Table 5 Performance of optimised thin-walled parts.

Conclusion

In this work, the effects of different process parameters on the stress field, hardness, mechanical properties and microstructure of thin-walled parts are investigated. The relationship of process parameters-mechanical properties-microstructure is specifically investigated. The main conclusions are as follows:

1. 1.

   The distribution trend of equivalent residual stress of thin-walled parts under different process parameters is basically the same. The maximum residual stress is distributed at the junction of the part and the substrate, and the second largest stress is mainly distributed in the middle of the top of the part. The residual stress at the top edge and the middle edge of the part is small, the stress distribution is symmetrical. The change of process parameters has little effect on the distribution of residual stress.

2. 2.

   The maximum equivalent residual stress increases with increasing laser power and decreases with increasing scanning pitch or scanning speed.
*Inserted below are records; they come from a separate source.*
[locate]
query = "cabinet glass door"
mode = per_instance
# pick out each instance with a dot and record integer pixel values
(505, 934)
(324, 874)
The increase in laser power from 200 to 400 W increased the maximum equivalent residual stress by 9.6%; the increase in scanning speed from 500 to 1500 mm/s decreased the maximum equivalent residual stress by 6.2%. With the increase of scanning spacing, the area of high residual stress on the upper surface of the solid decreases gradually.

3. 3.

   At different laser energy densities, the microhardness is affected by densification, microstructure and residual stress, showing that the microhardness increases, then decreases and then increases with the increase of laser energy density.

4. 4.

   With the increase of laser energy density, the tensile strength and yield strength of thin-walled parts show a tendency to increase and then decrease. The reason is: when the laser energy density is too low, the powder can not be completely melted; when the laser energy density is too high, the melted liquid flow is unstable, easy to produce porosity. When the laser energy density is between 60 and 182 Jmm³, the tensile strength and yield strength of the thin-walled parts are higher, which are above 908 MPa and 800 MPa, respectively.

5. 5.

   High-quality thin-walled parts were successfully fabricated with optimized process parameters. The tensile strength, yield strength, elongation and microhardness reach 1033 MPa, 972 MPa, 10.3% and 357.6 HV, respectively. Compared with the optimal mechanical properties before optimization, the tensile strength and yield strength increased by 6.1% and 15.9%, respectively, the elongation decreased by 3.7%, and the microhardness decreased by 1.4%.